By Rupert Goodwins, 20 September 2004 10:00
NEWS A bug in a Microsoft system compounded by human error was ultimately responsible for a three-hour radio breakdown that left hundreds of aircraft aloft without guidance on Tuesday, according to a report in the LA Times.
Nearly all of Southern California's airports were shut down and five incidents where aircraft broke separation guidelines were reported. In one case, a pilot had to take evasive action.
The newspaper said that a Microsoft-based replacement for an older Unix system needed to be reset every thirty days 'to prevent data overload', as a result of problems found when the system was first rolled out. However, a technician failed to perform the reset at the right time and an internal clock within the system subsequently shut it down. A back-up system also failed.
Richard Riggs, an advisor to the technicians union, said the FAA - the American aviation regulator - had been planning to fix the program for some time. "They should have done it before they fielded the system," he said.
To prevent a recurrence of the problem before the software glitch is fixed, Laura Brown, an FAA spokeswoman, said the agency plans to install a system that would issue a warning well before shutdown.
Microsoft UK was not immediately available for comment.
Rupert Goodwins writes for ZDNet UK
Comments
There are 33 comments. Join the discussion
1. Marcin
Yes, a Microsoft add "Make a name for yourself" is very appropriate here. What would it be? A "killer application" maybe?
2. anonymous
So now anytime somebody writes a bad program that happens to run on Windows it is automatically Microsoft's fault?

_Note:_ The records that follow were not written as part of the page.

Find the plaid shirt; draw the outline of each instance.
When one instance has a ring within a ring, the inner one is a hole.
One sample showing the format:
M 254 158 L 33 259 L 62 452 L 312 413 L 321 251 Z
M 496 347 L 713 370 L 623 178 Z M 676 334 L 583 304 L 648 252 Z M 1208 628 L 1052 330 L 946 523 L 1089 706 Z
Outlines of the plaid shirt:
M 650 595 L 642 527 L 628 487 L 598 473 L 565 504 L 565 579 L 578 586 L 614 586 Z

Exactly how is any of this Microsoft's fault? AFAIK, Microsoft doesn't make Air traffic control software, another company does. Bad programmers exists in the Unix, Linux, and Mac worlds too. Why was the Unix system replaced then if it was already perfect? Why wasn't the problem just fixed in the first place? Just another example of a so called news reporter twisting the facts around just so they can mention Microsoft and get people to read an otherwise insignificant news article. Rupert Goodwins just proves he lacks any credibility by writing things like this.
3. anonymous
Your report is very misleading, and pretty vague, and almost assuredly untrue. For example, you stated:
". . . a Microsoft-based replacement for an older Unix system needed to be reset every thirty days 'to prevent data overload', as a result of problems found when the system was first rolled out."
Assuming that the Windows server in question was fully updated with the latest Service Packs and Critical Updates, then the ONLY reason this would occur is if there was an application running on it that had a memory leak! A "memory leak" would indicate that the program WAS NOT CODED PROPERLY!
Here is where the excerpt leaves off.